Erneuerbare Energien werden vor allem dort geschätzt, wo sie konkret grünen Strom, Wärme und klimafreundliche Mobilität ermöglichen. Auf die höchste positive Resonanz stoßen Photovoltaik-Anlagen mit 70 Prozent Zustimmung. Bei den Nutzern von PV-Anlagen liegt dieser Wert bei 82 Prozent. Hoch im Kurs steht auch die Geothermie mit einer Akzeptanzrate von 50 Prozent, die eine Umstellung von Öl- und Gasheizungen auf eine Erdwärme-Heizung mit Wärmepumpe ermöglicht und damit für Unabhängigkeit von den globalen Energiemärkten und Importen von fossilen Energien sorgt.

 

Die Installation von Windkraftanlagen in unmittelbarer Nähe wird von 42 Prozent der Befragten befürwortet. Bei den Bürger*innen, die in der Nähe von Windkraft-Anlagen leben oder arbeiten, ist die Akzeptanz mit 61 Prozent wesentlich höher. Auf geringe Toleranz von 27 Prozent in der Bevölkerung stoßen hingegen Strommasten mit Überlandleitungen. Wenig Beliebtheit genießen ebenfalls Flugwindenergie-Anlagen, die nur 30 Prozent der Menschen in ihrer Nachbarschaft sehen möchten. Die niedrige Akzeptanz resultiert zum Teil daraus, dass diese Technologie in der breiten Bevölkerung noch unbekannt ist.
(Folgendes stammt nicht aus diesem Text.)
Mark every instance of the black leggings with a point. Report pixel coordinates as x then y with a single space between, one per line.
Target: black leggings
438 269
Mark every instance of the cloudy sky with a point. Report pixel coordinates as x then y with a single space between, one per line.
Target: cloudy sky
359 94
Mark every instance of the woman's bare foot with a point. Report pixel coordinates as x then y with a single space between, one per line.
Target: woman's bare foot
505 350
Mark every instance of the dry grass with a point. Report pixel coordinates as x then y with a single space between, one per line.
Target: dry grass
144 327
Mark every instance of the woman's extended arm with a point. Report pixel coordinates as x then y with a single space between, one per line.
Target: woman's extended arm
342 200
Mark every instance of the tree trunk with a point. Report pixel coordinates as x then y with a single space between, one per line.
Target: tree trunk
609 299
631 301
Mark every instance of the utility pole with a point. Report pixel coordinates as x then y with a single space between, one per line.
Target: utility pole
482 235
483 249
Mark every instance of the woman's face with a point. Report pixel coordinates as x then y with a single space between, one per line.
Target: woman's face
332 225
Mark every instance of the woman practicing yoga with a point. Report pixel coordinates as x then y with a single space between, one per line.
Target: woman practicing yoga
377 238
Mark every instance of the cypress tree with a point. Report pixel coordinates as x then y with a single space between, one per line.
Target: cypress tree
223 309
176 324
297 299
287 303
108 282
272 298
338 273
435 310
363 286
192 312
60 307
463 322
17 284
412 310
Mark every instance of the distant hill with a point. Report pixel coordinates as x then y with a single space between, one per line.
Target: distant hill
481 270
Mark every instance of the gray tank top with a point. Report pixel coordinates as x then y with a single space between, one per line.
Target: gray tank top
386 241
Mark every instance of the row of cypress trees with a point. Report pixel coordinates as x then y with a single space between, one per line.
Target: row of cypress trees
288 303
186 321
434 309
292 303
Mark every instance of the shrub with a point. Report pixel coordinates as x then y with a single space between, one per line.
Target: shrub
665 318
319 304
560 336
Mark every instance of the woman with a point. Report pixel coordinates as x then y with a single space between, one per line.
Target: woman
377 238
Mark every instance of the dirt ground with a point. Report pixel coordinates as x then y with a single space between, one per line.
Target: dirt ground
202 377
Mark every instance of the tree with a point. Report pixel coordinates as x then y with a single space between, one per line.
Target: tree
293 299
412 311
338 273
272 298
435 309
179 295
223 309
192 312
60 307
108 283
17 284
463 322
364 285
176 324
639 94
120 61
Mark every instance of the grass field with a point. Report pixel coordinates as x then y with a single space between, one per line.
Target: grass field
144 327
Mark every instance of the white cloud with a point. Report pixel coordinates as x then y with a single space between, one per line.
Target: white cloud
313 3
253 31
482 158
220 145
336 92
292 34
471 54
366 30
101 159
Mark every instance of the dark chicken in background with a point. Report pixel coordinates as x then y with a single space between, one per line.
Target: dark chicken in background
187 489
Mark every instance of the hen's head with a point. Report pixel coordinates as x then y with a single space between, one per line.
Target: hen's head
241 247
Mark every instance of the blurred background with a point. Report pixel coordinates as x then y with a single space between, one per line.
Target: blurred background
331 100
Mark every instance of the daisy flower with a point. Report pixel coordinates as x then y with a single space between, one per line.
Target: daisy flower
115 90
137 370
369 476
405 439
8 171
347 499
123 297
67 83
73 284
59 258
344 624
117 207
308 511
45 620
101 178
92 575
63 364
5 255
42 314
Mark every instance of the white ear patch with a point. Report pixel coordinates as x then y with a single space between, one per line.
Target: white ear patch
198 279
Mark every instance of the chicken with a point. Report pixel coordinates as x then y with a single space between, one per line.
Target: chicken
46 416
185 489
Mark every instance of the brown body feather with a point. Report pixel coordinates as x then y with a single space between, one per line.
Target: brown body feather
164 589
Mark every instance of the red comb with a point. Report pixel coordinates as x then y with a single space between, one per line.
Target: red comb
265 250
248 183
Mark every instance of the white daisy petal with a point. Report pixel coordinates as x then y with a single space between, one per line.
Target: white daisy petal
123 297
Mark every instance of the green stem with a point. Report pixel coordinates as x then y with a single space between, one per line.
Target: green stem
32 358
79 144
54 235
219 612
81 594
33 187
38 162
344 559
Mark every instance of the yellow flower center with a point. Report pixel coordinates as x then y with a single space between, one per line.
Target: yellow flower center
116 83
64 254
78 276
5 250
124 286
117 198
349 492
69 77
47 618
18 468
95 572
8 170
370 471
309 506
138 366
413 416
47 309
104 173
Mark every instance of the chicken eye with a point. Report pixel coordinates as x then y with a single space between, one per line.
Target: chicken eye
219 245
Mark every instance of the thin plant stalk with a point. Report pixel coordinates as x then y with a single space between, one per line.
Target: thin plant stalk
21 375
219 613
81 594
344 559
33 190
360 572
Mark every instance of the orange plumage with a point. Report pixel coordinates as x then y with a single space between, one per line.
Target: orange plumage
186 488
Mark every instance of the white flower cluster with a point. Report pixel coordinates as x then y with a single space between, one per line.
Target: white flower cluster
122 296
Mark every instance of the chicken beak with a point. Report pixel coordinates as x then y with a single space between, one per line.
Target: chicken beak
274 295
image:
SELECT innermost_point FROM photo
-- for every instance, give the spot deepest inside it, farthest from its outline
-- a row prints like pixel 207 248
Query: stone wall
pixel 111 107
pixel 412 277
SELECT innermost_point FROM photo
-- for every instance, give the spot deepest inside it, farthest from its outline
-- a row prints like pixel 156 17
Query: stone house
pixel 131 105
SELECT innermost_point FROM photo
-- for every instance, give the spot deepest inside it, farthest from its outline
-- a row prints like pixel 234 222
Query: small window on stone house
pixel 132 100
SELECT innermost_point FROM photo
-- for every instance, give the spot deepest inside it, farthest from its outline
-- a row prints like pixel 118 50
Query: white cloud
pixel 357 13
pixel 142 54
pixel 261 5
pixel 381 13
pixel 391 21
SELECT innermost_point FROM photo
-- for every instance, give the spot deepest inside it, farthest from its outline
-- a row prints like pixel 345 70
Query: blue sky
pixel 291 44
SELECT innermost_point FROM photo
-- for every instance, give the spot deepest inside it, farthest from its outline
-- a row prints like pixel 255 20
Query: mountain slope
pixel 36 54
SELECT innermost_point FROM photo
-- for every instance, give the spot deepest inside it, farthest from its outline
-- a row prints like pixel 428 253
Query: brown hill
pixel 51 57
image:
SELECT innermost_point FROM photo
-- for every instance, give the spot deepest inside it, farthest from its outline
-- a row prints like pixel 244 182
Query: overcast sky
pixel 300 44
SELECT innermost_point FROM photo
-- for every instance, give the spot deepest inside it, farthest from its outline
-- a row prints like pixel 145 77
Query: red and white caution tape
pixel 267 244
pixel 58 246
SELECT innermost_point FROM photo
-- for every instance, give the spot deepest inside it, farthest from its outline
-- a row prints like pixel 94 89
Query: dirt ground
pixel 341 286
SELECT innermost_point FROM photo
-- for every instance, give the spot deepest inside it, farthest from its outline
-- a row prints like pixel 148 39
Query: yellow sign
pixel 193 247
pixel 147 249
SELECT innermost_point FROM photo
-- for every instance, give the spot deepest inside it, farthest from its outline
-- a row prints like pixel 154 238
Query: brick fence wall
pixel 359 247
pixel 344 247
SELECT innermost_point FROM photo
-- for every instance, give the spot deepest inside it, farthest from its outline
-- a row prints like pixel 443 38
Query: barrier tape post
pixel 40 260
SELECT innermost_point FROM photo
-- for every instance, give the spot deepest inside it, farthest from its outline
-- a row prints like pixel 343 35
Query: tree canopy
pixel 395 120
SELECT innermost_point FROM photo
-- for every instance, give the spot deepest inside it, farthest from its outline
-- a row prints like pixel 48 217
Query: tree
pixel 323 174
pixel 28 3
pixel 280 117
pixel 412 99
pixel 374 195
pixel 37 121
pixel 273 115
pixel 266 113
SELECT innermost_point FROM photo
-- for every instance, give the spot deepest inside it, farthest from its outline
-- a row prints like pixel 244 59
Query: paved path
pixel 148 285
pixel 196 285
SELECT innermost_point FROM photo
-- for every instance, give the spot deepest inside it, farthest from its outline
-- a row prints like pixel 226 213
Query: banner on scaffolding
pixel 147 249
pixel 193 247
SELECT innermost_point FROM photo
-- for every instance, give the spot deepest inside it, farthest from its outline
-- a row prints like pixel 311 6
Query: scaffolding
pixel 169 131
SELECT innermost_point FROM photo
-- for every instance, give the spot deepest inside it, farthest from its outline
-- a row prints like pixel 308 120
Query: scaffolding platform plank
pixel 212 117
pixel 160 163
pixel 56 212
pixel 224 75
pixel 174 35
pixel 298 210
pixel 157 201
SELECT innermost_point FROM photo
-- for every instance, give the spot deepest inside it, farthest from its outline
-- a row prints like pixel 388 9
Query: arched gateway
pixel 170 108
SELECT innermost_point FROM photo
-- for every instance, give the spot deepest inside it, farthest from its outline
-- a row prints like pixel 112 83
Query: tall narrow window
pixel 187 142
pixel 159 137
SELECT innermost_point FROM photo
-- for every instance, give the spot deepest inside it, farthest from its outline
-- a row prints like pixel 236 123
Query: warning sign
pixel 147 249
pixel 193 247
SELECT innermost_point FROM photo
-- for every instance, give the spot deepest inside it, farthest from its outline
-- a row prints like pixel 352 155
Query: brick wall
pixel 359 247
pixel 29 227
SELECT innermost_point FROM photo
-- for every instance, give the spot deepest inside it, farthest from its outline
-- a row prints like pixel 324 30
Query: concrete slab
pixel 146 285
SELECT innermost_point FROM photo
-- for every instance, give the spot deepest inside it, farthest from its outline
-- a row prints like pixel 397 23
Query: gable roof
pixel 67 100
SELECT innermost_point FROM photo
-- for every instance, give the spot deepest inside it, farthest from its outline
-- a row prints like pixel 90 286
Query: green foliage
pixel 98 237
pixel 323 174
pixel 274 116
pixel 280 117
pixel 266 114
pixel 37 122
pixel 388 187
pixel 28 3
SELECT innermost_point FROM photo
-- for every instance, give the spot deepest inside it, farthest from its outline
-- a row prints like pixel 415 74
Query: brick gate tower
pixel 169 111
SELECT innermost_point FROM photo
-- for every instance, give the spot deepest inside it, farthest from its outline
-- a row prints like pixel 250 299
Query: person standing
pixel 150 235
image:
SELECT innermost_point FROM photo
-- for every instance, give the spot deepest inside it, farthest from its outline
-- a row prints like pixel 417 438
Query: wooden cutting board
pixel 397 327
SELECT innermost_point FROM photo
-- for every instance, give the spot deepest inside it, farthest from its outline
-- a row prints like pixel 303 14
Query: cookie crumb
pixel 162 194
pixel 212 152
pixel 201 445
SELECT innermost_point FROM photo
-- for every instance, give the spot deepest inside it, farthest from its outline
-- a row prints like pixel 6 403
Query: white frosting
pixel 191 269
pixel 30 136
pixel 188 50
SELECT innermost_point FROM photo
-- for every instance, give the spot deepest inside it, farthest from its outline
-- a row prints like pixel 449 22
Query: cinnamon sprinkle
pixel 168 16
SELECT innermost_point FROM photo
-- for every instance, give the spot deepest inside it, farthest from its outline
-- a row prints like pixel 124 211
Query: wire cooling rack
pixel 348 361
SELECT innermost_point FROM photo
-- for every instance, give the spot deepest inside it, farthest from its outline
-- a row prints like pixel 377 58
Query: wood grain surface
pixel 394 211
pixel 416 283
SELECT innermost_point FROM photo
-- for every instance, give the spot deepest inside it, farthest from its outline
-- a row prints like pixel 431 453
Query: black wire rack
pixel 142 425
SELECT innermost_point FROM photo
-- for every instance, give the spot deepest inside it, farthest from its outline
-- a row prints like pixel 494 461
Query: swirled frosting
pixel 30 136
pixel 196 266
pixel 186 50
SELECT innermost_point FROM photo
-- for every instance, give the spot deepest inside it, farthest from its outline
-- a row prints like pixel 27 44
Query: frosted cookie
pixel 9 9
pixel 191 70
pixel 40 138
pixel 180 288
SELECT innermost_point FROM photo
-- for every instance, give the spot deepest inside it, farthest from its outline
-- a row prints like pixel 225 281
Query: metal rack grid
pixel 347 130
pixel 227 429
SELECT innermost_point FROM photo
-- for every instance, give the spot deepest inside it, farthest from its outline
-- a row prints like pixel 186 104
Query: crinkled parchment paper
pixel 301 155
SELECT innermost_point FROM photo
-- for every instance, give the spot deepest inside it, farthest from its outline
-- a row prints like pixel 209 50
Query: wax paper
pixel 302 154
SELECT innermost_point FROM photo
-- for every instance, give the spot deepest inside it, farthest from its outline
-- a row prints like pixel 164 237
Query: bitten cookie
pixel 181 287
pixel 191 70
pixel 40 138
Bislang werden Flugwindenergie-Anlagen im Rahmen von Forschungsprojekten erprobt. Bei dieser Technologie werden starke Windströme in 200 bis 800 Meter Höhe genutzt und in Strom umgewandelt. Als erste Flugwindkraft-Anlage in Deutschland ist der Prototyp „SkyPower100“ entwickelt worden, der aus einem bis zu 120 Quadratmeter großen Drachen sowie einer Bodenstation mit einer Seilwinde besteht, in die ein Generator integriert ist. Wenn der an einem Seil befestigte Drachen in hohe Luftschichten aufsteigt, zieht er das Zugseil von der Seilwinde und der Generator erzeugt Strom.

 

Die Projektpartner Skysails Power, EnBW, EWE und die Leibniz Universität Hannover haben eine vollautomatische Flugwindkraftanlage mit einer Nennleistung von 100 Kilowatt entwickelt. Für die Realisierung des Projektes wurde in Abstimmung mit der Landesluftfahrtbehörde Schleswig-Holstein, dem Bundesverkehrsministerium, den umliegenden Gemeinden, der DRF Luftrettung sowie dem Luftsportverband ein Flugbeschränkungsgebiet für den Projektstandort eingerichtet. Die dabei gewonnenen Erfahrungen sollen dazu dienen, Anforderungen für Genehmigungsprozesse von Flugwindkraft-Anlagen zu definieren.

 

Eine Anwendung des Hochtechnologie-Drachens ist im April 2024 auf der Hannover Messe vorgestellt worden. Das Innovationsprojekt TechnoHyb, an dem als Projektpartner der Volkswagen Konzern, der Flugwindkraft-Anlagenbauer Enerkite sowie die TU Braunschweig beteiligt sind, soll eine energieautarke Lademöglichkeit für die E-Mobilität bieten. Dabei werden mit Hilfe eines Hightech-Drachens Höhenwinde in Strom umgewandelt, welcher über Batteriespeicher als Ladeenergie genutzt werden kann. Diese netzunabhängige und dezentrale Energieversorgung könnte die Verbreitung der Elektromobilität in abgelegenen Regionen unterstützen, in denen keine entsprechende Ladeinfrastruktur vorhanden ist.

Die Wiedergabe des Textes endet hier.